Облака уплывали за горы, и звезды на пятигорском небе засверкали на полную мощность. Учителю показалось, что продолжается день, только наступила его притемненная, печальная часть, и мысли Игоря Анатольевича вновь возвращались к Лермонтову, к другим великим людям — и больше к тем, кто преждевременно покинул мир. Их жизни представлялись полными таинств, недосказанности и окутанными ореолом страданий, а судьбы виделись бесконечно несправедливыми. Ведь дуэли, на которых погибали эти люди, выглядят необязательными, иногда похожими на самоубийства. И порою эти люди не только не пытались вылечить свои недуги, а, наоборот, усугубляли их, казалось, спешили уйти из жизни, наверно будучи не в силах изменить ее и помочь современникам. А может быть, далеко не все современники понимали их — и наступал момент, когда без ответной теплоты и поддержки не оставалось духа жить дальше. И пусть кое-кому их поступки и поведение кажутся странными и даже нелепыми, пусть эти люди в чем-то ошибались, но перед ними нельзя не преклоняться.
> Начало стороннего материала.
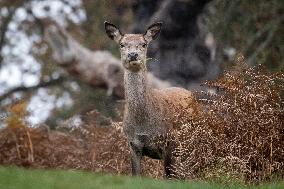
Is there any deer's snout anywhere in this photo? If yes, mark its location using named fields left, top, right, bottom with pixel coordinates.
left=127, top=52, right=138, bottom=61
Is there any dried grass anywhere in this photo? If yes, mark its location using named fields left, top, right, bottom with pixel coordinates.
left=0, top=62, right=284, bottom=182
left=165, top=64, right=284, bottom=182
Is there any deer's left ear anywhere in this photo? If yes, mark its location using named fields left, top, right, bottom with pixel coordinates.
left=144, top=22, right=162, bottom=43
left=105, top=21, right=122, bottom=42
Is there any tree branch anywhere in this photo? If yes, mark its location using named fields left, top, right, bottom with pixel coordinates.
left=0, top=77, right=66, bottom=102
left=45, top=24, right=171, bottom=97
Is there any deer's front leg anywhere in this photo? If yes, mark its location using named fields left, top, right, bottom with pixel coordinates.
left=130, top=142, right=142, bottom=176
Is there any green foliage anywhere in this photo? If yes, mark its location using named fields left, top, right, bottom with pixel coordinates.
left=0, top=167, right=284, bottom=189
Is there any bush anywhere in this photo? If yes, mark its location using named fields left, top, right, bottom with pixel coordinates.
left=170, top=63, right=284, bottom=181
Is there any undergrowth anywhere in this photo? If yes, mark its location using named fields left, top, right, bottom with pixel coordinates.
left=0, top=61, right=284, bottom=183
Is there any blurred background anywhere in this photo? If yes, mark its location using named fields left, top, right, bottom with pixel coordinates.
left=0, top=0, right=284, bottom=128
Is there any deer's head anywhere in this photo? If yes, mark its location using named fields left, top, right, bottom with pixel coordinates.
left=105, top=22, right=162, bottom=72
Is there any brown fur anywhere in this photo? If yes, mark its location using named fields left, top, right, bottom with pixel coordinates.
left=106, top=23, right=197, bottom=177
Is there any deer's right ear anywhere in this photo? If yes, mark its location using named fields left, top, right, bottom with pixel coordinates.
left=105, top=21, right=122, bottom=42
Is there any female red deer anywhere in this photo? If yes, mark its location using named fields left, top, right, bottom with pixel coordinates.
left=105, top=22, right=197, bottom=177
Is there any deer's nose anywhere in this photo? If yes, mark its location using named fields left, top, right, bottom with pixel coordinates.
left=128, top=52, right=138, bottom=61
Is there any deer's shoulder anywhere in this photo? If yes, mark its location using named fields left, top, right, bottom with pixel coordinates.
left=153, top=87, right=194, bottom=106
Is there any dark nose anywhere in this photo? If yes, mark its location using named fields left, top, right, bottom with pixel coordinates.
left=128, top=52, right=138, bottom=61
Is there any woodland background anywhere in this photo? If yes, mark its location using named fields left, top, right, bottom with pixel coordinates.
left=0, top=0, right=284, bottom=183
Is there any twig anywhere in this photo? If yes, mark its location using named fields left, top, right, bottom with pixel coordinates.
left=0, top=77, right=66, bottom=102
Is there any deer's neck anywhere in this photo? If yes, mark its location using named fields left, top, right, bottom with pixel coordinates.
left=124, top=66, right=149, bottom=117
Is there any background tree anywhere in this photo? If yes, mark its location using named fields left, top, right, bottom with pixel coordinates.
left=0, top=0, right=284, bottom=126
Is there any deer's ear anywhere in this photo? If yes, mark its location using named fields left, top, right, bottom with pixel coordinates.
left=144, top=22, right=162, bottom=43
left=105, top=21, right=122, bottom=42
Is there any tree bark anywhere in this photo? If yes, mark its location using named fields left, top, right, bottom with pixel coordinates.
left=133, top=0, right=219, bottom=88
left=45, top=24, right=171, bottom=97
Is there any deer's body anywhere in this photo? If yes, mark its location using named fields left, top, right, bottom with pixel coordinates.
left=105, top=23, right=196, bottom=176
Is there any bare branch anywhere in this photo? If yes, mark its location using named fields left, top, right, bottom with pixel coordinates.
left=45, top=24, right=170, bottom=97
left=0, top=77, right=65, bottom=102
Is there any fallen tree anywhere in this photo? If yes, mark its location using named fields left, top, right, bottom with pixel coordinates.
left=45, top=23, right=171, bottom=97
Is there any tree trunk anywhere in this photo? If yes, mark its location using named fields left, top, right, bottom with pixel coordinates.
left=133, top=0, right=219, bottom=88
left=45, top=24, right=171, bottom=97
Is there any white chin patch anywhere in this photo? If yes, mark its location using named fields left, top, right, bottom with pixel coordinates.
left=129, top=61, right=141, bottom=66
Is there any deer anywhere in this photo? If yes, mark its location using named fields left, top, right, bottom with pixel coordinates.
left=104, top=21, right=197, bottom=178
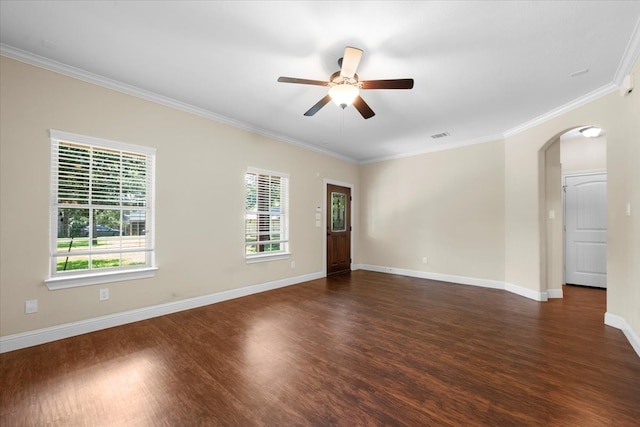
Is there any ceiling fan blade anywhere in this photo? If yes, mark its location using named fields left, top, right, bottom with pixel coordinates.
left=353, top=95, right=376, bottom=119
left=304, top=95, right=331, bottom=116
left=360, top=79, right=413, bottom=89
left=340, top=46, right=362, bottom=79
left=278, top=77, right=329, bottom=86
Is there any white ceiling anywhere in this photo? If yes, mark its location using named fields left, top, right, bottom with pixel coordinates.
left=0, top=0, right=640, bottom=162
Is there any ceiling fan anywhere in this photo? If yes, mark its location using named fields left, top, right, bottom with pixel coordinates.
left=278, top=46, right=413, bottom=119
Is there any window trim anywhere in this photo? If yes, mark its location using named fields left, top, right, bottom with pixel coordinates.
left=44, top=129, right=158, bottom=290
left=243, top=166, right=291, bottom=264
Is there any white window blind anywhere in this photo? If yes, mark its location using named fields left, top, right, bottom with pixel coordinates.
left=50, top=130, right=155, bottom=287
left=245, top=168, right=289, bottom=260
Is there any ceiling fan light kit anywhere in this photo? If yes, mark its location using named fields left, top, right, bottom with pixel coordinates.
left=329, top=83, right=360, bottom=110
left=278, top=46, right=413, bottom=119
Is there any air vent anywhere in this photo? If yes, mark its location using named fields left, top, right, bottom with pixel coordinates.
left=431, top=132, right=449, bottom=139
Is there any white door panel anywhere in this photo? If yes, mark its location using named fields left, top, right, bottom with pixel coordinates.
left=564, top=173, right=607, bottom=288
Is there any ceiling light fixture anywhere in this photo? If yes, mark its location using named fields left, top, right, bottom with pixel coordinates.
left=580, top=126, right=602, bottom=138
left=329, top=82, right=360, bottom=109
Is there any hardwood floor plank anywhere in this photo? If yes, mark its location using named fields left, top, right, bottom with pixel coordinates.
left=0, top=271, right=640, bottom=426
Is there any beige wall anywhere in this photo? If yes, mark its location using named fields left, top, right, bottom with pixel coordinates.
left=560, top=136, right=607, bottom=175
left=0, top=53, right=640, bottom=348
left=359, top=141, right=504, bottom=281
left=544, top=139, right=564, bottom=291
left=505, top=56, right=640, bottom=334
left=0, top=57, right=358, bottom=336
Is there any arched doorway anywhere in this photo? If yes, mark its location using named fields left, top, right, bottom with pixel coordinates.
left=540, top=126, right=607, bottom=298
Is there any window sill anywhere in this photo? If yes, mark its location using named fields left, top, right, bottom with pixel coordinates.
left=44, top=267, right=158, bottom=291
left=245, top=252, right=291, bottom=264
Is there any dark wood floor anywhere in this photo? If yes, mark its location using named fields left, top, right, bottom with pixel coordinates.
left=0, top=271, right=640, bottom=427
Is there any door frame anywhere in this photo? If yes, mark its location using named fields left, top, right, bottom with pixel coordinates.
left=321, top=178, right=356, bottom=277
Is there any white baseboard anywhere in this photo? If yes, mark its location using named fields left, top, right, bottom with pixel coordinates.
left=604, top=312, right=640, bottom=356
left=354, top=264, right=547, bottom=301
left=0, top=272, right=325, bottom=353
left=547, top=288, right=564, bottom=298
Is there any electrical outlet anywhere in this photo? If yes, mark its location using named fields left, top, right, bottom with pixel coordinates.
left=24, top=299, right=38, bottom=314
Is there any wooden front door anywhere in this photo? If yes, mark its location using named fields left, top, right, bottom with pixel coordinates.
left=326, top=184, right=351, bottom=275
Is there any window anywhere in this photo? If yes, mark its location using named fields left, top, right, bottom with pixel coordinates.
left=245, top=168, right=289, bottom=262
left=45, top=130, right=155, bottom=289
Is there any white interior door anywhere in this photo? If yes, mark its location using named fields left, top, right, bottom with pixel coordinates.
left=564, top=173, right=607, bottom=288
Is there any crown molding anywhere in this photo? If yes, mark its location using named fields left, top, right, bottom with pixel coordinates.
left=0, top=43, right=357, bottom=163
left=613, top=18, right=640, bottom=88
left=358, top=134, right=504, bottom=165
left=502, top=83, right=619, bottom=138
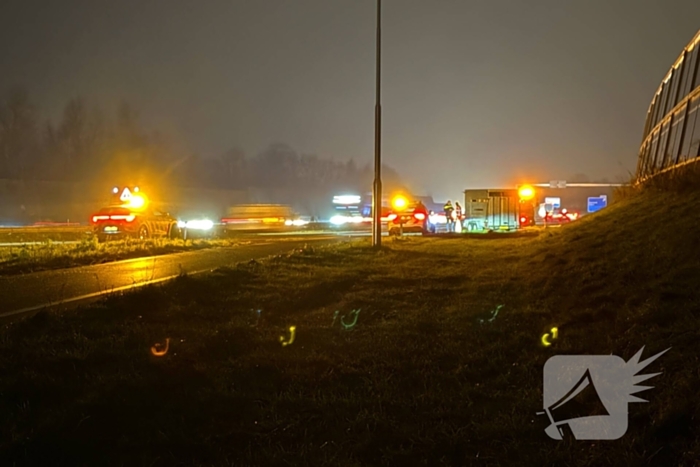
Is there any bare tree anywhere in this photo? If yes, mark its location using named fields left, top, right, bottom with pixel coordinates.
left=0, top=87, right=38, bottom=179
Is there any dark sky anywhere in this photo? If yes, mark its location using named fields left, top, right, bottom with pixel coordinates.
left=0, top=0, right=700, bottom=197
За свои короткие жизни они успели создать столько светлого и доброго, на что у других ушло бы две, а то и три полных жизни.
Игорь Анатольевич еще долго бродил по пустынному городу и не заметил, как подошел к шоссе, по которому неслась легковая машина, за ней прошумел самосвал, а вскоре затарахтела целая колонна наполненных гравием грузовиков, но Игорю Анатольевичу слышались лишь цоканье копыт, скрип телег и фаэтонов.
Солнце выходило из-за гор, на фоне неба все рельефнее вырисовывался склон Машука, и учитель замер в восхищении, увидев — и, как ему показалось, наяву, — что по горной дороге мчится на коне молодой поэт в мундире поручика. Фуражка сбилась набок, глаза горят, ветер свистит в ушах, а смелый всадник скачет, припав к гриве коня, возможно, спешит к любимой или друзьям, возможно, гонит коня, обуреваемый рождением чудесных стихов, а возможно, гонимый судьбой, рвется навстречу смерти. Он мчится во весь опор, но не исчезает вдали.